Der neue Film mit Isabelle Huppert und Lars Eidinger in einer weiteren Hauptrolle läuft nicht im Rahmen des Wettbewerbs sondern innerhalb des "Berlinale Special Gala". Der erfreuliche Hintergrund: Isabelle Huppert wird am 15. Februar für ihr Lebenswerk mit einem Goldenen Bären geehrt. Eine gute Wahl, finden wir. Und verneigen uns vor einer großen Schauspielerin, über die Claude Chabrol einmal sagte: "Die Leute denken, dass beim Drehen eines Films der Regisseur den Darstellenden hilft, eine Rolle zu spielen. Isabelle hilft dem Regisseur, den Film zu drehen."

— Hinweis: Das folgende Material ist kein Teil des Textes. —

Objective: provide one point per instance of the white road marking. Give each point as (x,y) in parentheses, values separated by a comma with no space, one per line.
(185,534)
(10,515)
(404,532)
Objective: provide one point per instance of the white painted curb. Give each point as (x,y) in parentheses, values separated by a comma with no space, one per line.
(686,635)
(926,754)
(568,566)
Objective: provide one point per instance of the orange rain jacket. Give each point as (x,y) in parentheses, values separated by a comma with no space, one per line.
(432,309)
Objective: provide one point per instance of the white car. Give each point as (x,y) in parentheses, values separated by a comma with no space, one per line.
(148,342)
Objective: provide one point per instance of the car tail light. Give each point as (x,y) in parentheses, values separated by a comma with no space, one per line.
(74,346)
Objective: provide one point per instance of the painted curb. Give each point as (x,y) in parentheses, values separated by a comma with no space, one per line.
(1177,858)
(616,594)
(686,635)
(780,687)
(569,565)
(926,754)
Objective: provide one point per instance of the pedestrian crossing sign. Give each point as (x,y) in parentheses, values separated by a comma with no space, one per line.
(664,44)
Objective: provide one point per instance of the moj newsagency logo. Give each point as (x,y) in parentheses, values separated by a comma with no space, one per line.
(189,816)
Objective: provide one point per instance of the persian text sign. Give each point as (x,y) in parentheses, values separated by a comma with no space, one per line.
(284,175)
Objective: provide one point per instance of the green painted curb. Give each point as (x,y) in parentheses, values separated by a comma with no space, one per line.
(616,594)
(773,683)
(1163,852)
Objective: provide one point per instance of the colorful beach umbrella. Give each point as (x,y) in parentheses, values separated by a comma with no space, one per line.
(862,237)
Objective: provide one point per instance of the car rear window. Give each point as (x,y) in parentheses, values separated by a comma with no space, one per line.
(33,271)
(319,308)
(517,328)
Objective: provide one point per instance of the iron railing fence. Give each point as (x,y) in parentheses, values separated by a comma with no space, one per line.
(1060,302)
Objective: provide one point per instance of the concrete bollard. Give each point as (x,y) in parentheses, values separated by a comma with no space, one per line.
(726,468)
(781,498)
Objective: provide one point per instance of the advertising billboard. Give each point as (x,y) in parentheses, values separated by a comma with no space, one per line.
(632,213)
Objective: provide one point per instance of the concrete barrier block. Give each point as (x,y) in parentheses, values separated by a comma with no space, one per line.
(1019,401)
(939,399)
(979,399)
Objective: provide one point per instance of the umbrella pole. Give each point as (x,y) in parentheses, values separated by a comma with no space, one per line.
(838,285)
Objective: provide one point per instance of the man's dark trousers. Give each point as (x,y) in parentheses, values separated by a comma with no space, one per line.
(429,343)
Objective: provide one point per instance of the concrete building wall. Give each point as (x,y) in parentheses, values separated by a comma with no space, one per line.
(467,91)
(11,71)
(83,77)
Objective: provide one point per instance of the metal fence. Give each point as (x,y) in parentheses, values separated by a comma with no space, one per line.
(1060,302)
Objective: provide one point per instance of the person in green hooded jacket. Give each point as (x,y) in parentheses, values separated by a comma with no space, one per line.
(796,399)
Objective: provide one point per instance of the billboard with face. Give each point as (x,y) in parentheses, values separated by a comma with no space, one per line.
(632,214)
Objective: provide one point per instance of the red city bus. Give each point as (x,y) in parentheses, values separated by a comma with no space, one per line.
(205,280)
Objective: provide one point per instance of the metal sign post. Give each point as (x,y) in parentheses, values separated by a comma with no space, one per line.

Wer tiefer in das komplette Programm der Berlinale auftaucht, findet immer wieder Perlen, bei denen Cineast*innen das Herz aufgeht. In diesem Jahr wird in der Sektion "Encounters" zum Beispiel der Film See You Friday Robinson gezeigt. Ein erstaunliches Projekt der in Paris lebenden, iranischen Regisseurin, die dafür einen multimedialen Dialog zwischen dem iranischen Intellektuellen Ebrahim Golestan und der französischen Ikone Jean-Luc Godard inszenierte. Der Titel bezieht sich auf die Antwort von Godard auf Farahanis Anfrage, ob sie eine Konversation zwischen den beiden arrangieren dürfe. Farahani selbst sagt, sie sei "acht Monate lang eine Botin der Wörter und Bilder" geworden, denn der zur Zeit des Drehs 90jährige Franzose und der 98jährige, in London lebende Iraner kommunizierten über Videoaufnahmen, Bilder und Mails miteinander.